I love imagining what the two men are saying to each other on the steps. It’s such a New York painting to me, as well, that red brick Brooklyn townhouse. Then I love the woman leaning out the windows smoking a fag and eavesdropping because I feel a litle bit like that’s what I’m doing when I’m looking at the picture. So I think that there’s a real crackle of energy to it. Despite it being unassuming, it still really draws your attention.

Salman Toor's Fort Greene with table by James Shaw and light fitting by Christabel MacGreevy.

P: As a young creative person yourself who participates in the creation of narratives and imagery, do you identify with the makers or subjects of the paintings at all?

EC: It's funny, because when I first started modeling, I was at university and so I was studying why pictures work the way they do. Why certain graphic forms or shapes make you feel a certain way, and it really made me confident in my work as a model because suddenly I understood how pictures worked. So it was actually a reverse influence. I have always been fascinated in why pictures work, why a gesture or a color communicates something and if it was slightly different, it would communicate something else entirely. It’s a very visual world I live in.

 

P: Along those lines, I wondered if the person that you see in the finished product feels like the person you are in real life?

EC: Absolutely no. No. Totally different, whole other person. It’s a portrait of me portraying someone that I was for a moment.

 

P: Your relationship to that must be quite uncanny?

EC: It’s kind of magic, and I feel very fortunate to be able to do that and to be different people. To be challenged in that way and to try and communicate something in a world that can be quite transactional. It’s a commercial industry, but to communicate something very separate from commerce is a real privilege.

 

P: Where do you see yourself as a participant in the visual language of right now? You don’t collect trends, but certainly you are a trend-maker in certain ways.
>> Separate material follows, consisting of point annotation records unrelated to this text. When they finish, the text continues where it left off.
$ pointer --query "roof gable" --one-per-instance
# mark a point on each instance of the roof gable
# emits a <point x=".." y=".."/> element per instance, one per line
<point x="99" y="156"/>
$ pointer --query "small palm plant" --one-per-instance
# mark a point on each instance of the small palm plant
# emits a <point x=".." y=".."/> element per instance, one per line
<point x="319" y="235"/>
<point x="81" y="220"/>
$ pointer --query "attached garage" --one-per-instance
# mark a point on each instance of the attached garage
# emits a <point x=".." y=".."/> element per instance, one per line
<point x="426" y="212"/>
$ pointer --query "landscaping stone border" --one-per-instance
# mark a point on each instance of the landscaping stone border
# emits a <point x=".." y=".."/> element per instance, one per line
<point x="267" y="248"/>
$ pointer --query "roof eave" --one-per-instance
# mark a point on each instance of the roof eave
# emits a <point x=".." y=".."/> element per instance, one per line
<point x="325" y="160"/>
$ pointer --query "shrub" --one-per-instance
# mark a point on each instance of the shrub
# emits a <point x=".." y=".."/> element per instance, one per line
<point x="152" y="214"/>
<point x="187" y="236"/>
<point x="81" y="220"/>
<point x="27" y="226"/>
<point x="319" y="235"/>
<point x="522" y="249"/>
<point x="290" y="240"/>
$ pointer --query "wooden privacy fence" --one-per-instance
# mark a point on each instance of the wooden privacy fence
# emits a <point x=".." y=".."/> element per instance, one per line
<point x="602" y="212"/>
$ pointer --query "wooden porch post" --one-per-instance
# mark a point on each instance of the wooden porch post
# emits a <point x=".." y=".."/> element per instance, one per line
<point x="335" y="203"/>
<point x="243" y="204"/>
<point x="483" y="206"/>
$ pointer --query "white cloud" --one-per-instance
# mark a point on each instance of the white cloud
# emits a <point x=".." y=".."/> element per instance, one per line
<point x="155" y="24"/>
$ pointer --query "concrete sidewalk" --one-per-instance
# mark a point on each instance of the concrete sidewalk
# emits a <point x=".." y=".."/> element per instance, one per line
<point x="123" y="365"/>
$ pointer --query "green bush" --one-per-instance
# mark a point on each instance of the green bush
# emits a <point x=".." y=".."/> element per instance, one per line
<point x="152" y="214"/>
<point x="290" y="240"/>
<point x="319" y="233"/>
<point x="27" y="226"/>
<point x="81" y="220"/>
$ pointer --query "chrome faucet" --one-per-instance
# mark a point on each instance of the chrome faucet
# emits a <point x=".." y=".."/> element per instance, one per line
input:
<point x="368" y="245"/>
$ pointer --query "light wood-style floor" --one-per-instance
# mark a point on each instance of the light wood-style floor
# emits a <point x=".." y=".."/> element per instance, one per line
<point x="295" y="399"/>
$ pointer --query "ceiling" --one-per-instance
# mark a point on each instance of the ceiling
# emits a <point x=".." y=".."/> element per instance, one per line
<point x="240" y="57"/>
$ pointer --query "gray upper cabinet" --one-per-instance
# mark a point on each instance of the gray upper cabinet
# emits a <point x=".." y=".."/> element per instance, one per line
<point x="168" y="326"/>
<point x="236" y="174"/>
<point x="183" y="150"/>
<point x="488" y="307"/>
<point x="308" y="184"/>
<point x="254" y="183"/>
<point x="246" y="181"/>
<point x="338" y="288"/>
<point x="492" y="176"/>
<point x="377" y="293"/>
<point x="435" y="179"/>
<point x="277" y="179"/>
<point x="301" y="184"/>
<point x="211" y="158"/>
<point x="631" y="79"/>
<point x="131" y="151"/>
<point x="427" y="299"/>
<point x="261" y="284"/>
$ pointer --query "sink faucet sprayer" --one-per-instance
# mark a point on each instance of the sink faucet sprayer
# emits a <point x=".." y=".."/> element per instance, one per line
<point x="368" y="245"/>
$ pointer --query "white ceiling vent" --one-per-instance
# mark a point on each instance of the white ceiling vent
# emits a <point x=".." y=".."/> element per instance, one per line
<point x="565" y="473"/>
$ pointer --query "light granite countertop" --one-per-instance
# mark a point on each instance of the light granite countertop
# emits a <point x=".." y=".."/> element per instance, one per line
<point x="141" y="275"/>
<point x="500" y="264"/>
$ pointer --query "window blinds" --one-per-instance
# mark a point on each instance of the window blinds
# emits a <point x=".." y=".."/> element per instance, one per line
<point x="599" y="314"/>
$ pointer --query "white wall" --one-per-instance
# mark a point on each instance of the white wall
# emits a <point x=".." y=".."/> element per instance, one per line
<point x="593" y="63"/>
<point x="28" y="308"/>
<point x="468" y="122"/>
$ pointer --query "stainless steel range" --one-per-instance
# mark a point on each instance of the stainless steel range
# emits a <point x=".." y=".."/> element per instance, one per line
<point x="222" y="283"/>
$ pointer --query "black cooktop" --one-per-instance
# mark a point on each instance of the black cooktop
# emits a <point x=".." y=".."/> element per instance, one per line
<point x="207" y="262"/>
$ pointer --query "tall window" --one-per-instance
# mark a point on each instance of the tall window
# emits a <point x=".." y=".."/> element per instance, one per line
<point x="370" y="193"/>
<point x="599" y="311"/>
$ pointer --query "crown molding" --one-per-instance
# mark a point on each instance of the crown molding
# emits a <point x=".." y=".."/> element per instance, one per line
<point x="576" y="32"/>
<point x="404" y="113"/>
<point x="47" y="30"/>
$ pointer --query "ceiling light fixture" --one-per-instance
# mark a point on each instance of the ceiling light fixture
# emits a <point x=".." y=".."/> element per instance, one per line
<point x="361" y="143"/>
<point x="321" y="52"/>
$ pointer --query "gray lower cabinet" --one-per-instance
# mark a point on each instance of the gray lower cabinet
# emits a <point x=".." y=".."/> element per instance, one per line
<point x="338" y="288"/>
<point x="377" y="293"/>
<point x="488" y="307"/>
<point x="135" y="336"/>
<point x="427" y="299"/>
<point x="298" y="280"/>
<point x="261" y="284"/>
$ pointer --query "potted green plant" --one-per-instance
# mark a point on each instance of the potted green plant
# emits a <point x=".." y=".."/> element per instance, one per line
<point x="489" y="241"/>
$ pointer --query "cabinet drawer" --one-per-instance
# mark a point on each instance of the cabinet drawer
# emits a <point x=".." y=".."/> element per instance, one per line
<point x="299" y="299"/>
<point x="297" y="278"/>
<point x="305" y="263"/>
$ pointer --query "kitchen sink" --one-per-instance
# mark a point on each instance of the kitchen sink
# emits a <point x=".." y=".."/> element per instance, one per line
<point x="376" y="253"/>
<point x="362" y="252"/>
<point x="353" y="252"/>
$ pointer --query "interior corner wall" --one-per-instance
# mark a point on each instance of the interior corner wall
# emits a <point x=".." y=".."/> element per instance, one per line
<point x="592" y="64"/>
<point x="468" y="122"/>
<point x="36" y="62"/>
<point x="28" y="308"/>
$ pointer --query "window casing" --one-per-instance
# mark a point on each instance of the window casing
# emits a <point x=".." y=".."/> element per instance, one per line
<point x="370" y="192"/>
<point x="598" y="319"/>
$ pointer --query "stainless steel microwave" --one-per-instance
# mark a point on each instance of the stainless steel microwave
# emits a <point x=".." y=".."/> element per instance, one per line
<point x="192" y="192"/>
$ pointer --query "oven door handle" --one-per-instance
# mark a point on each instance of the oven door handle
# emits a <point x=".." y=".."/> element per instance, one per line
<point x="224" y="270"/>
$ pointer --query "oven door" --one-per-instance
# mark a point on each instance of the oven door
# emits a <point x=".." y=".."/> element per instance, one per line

EC: I don’t want to buy art that is trendy in a moment because I think then you’re chasing something elusive. Taste is a funny thing. It’s unexpected to me that Salman’s work is very sought-after now, that was never my intention. When I bought it, it was because it was beautiful, and I wanted to live with work that I loved. I wouldn’t discourage people from following trends, but I like to buy things I love, and I love being part of the story of that painting.

Edie Campbell.

P: The work that you grew up around, was there anything that was very influential on you?

EC: Yeah, my mum bought a lot of the YBAs and a lot of the quite big, bold pieces of work. We had a big Richard Long painting on the wall. I think what kind of really resonated with me as a child is that my mom always just said, "well isn't that just beautiful? Isn't it just the most beautiful thing?" She loved the way things were made because she's an architect and a designer. She loves the making of things whereas I love the finished thing. 

But I think what was very inspiring was that she just kind of followed her gut and bought things that she loved and wanted to live with and wanted to be around and bought from people from artists that she found to be very inspiring. So when she went to that first YBA show and she bought work there, she was just like there's an incredible energy to this group of artists and to what they're doing, and I think that's a lovely thing as well: buying from people who you think are really inspiring and have an incredible energy and incredible belief in their own process. That I can get behind.